Finance

Good Time for Investors as Mortgage Rates Falling

Appfolio, May 20, 2014

On Friday, May 16 the economic numbers turned Goldilocks-style “not to cold and not too hot”, and property managers need to be on top of these developments.

First of all, the interest rate on the benchmark 10-year U.S. Treasury bond dropped to 2.5% from 2.7% in just one week’s time. That’s a 7.4% plunge, and the big story here is that mortgage rates will drop too.

That’s because interest rates on mortgages are tied directly to the 10-year bond. So look for at least a 20 basis point drop soon, and maybe as much as a quarter of a percent.

Average U.S. rates on fixed mortgages declined this week for the third straight week. The lowered rates could give a boost to the spring home-buying season, which is off to a slow start.

Mortgage buyer Freddie Mac said May 15 that the average rate for a 30-year loan dropped to 4.20 percent from 4.21 percent last week. The average for the 15-year mortgage fell to 3.29 % from 3.32%.

Mortgage rates have risen nearly a full percentage point since hitting record lows about a year ago. By May 23 I anticipate the 30-year mortgage to be at 4.0% and the 15-year to be slightly above 3%.

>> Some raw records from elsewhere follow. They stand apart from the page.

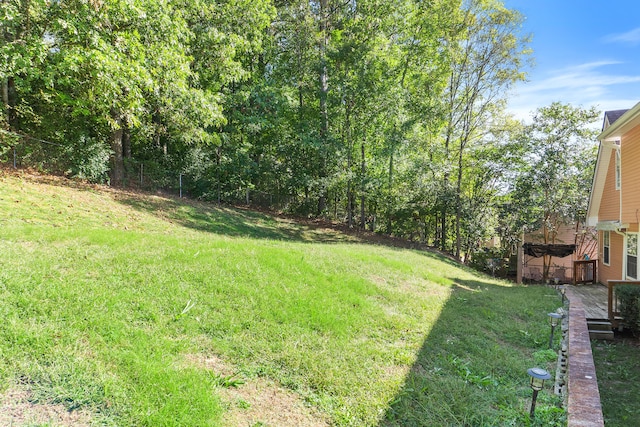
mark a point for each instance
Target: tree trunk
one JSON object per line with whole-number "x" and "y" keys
{"x": 324, "y": 90}
{"x": 389, "y": 222}
{"x": 349, "y": 143}
{"x": 363, "y": 170}
{"x": 459, "y": 204}
{"x": 117, "y": 158}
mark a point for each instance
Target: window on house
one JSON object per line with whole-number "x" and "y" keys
{"x": 618, "y": 174}
{"x": 632, "y": 256}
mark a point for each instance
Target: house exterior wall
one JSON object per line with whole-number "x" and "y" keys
{"x": 610, "y": 205}
{"x": 562, "y": 268}
{"x": 613, "y": 271}
{"x": 630, "y": 156}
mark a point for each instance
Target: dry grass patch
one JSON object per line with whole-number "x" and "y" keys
{"x": 18, "y": 408}
{"x": 258, "y": 401}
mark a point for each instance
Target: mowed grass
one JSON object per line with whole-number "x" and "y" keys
{"x": 618, "y": 380}
{"x": 107, "y": 298}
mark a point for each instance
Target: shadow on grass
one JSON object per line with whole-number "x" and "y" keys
{"x": 471, "y": 368}
{"x": 228, "y": 221}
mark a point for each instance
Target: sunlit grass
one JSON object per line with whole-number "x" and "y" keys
{"x": 95, "y": 287}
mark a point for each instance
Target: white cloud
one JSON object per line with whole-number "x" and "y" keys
{"x": 583, "y": 85}
{"x": 630, "y": 37}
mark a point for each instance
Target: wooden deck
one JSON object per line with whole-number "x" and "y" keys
{"x": 594, "y": 300}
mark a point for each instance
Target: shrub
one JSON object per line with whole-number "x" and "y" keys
{"x": 629, "y": 298}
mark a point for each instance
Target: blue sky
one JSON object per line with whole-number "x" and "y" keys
{"x": 585, "y": 52}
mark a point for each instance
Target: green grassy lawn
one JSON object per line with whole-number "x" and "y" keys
{"x": 618, "y": 374}
{"x": 107, "y": 300}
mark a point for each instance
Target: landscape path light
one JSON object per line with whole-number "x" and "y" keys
{"x": 538, "y": 376}
{"x": 555, "y": 319}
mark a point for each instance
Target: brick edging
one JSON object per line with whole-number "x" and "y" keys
{"x": 583, "y": 407}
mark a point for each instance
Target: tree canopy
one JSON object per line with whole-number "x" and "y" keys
{"x": 386, "y": 115}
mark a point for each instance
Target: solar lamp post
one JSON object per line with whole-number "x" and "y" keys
{"x": 538, "y": 377}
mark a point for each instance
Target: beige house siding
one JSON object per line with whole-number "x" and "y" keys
{"x": 630, "y": 155}
{"x": 610, "y": 205}
{"x": 613, "y": 271}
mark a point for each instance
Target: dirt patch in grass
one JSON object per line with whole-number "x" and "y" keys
{"x": 259, "y": 402}
{"x": 17, "y": 408}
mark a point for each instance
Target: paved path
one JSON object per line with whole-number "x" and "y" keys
{"x": 594, "y": 300}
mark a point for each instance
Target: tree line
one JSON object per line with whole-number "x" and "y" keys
{"x": 388, "y": 115}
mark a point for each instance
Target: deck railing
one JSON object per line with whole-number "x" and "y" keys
{"x": 614, "y": 313}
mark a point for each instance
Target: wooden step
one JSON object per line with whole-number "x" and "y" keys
{"x": 599, "y": 325}
{"x": 601, "y": 335}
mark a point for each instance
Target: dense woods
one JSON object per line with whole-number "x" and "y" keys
{"x": 387, "y": 115}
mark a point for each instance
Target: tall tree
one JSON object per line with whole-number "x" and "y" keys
{"x": 486, "y": 61}
{"x": 558, "y": 159}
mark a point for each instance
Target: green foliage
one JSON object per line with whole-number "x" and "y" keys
{"x": 92, "y": 281}
{"x": 629, "y": 300}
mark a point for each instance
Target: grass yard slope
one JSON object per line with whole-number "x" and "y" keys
{"x": 123, "y": 309}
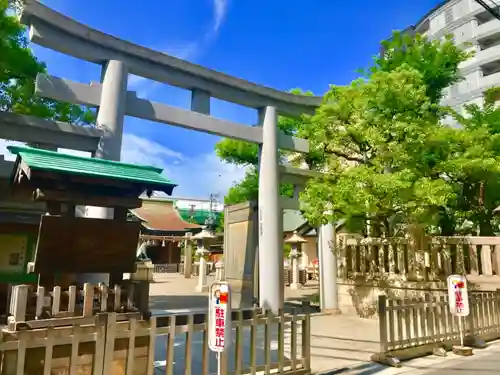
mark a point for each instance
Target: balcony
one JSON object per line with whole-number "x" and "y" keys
{"x": 481, "y": 57}
{"x": 489, "y": 81}
{"x": 487, "y": 29}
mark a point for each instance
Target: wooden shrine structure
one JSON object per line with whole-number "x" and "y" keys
{"x": 68, "y": 246}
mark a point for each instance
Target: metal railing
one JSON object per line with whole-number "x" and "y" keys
{"x": 414, "y": 327}
{"x": 260, "y": 342}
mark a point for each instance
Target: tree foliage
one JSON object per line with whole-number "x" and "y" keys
{"x": 18, "y": 71}
{"x": 392, "y": 159}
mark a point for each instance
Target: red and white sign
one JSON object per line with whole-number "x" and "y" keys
{"x": 458, "y": 297}
{"x": 219, "y": 317}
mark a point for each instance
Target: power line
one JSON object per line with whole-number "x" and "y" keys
{"x": 493, "y": 11}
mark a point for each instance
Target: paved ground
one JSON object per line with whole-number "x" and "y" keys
{"x": 484, "y": 361}
{"x": 337, "y": 342}
{"x": 172, "y": 291}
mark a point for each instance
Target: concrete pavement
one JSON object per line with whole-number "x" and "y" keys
{"x": 484, "y": 361}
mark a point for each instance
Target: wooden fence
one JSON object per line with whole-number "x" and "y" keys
{"x": 167, "y": 268}
{"x": 415, "y": 327}
{"x": 31, "y": 306}
{"x": 140, "y": 347}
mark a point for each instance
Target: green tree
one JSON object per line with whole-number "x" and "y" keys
{"x": 382, "y": 134}
{"x": 18, "y": 71}
{"x": 246, "y": 154}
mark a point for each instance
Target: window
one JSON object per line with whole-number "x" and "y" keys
{"x": 486, "y": 16}
{"x": 490, "y": 41}
{"x": 448, "y": 16}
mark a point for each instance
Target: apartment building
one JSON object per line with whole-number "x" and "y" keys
{"x": 476, "y": 29}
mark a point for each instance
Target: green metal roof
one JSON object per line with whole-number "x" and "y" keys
{"x": 198, "y": 216}
{"x": 39, "y": 159}
{"x": 292, "y": 219}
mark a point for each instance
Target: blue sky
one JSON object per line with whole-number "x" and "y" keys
{"x": 280, "y": 43}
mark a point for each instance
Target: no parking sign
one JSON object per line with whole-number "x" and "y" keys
{"x": 219, "y": 317}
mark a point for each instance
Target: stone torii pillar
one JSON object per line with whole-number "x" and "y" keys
{"x": 110, "y": 118}
{"x": 270, "y": 221}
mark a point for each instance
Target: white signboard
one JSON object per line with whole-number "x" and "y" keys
{"x": 219, "y": 317}
{"x": 458, "y": 296}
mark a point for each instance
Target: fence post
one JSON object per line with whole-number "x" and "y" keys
{"x": 382, "y": 317}
{"x": 306, "y": 341}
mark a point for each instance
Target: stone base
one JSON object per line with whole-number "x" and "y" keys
{"x": 332, "y": 311}
{"x": 202, "y": 288}
{"x": 464, "y": 351}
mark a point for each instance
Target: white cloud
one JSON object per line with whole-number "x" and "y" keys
{"x": 220, "y": 11}
{"x": 144, "y": 86}
{"x": 196, "y": 176}
{"x": 184, "y": 51}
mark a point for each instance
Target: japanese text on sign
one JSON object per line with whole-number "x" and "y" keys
{"x": 219, "y": 312}
{"x": 457, "y": 295}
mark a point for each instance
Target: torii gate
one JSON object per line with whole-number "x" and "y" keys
{"x": 119, "y": 58}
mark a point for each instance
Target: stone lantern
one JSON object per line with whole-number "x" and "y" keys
{"x": 201, "y": 242}
{"x": 296, "y": 242}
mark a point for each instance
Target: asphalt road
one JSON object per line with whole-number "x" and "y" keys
{"x": 475, "y": 365}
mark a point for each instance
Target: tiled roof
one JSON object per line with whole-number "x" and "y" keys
{"x": 160, "y": 215}
{"x": 44, "y": 160}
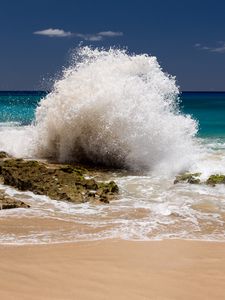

This should help existing home sales and take some pressure off the rental market that has overheated in many regions. It should also help your clients to get better rates to buy more rental properties.

Meantime, U.S. consumer sentiment fell in May amid concerns over income growth. The Thomson Reuters/University of Michigan’s preliminary reading for May on consumer sentiment was 81.8, down from 84.1 the month before. Economists expected the index to have improved.

The sentiment news coincided with a report from The New York Fed. The Quarterly Report on Household Debt and Credit for the first quarter of 2014, showed a $129 billion increase in overall household debt from the previous period.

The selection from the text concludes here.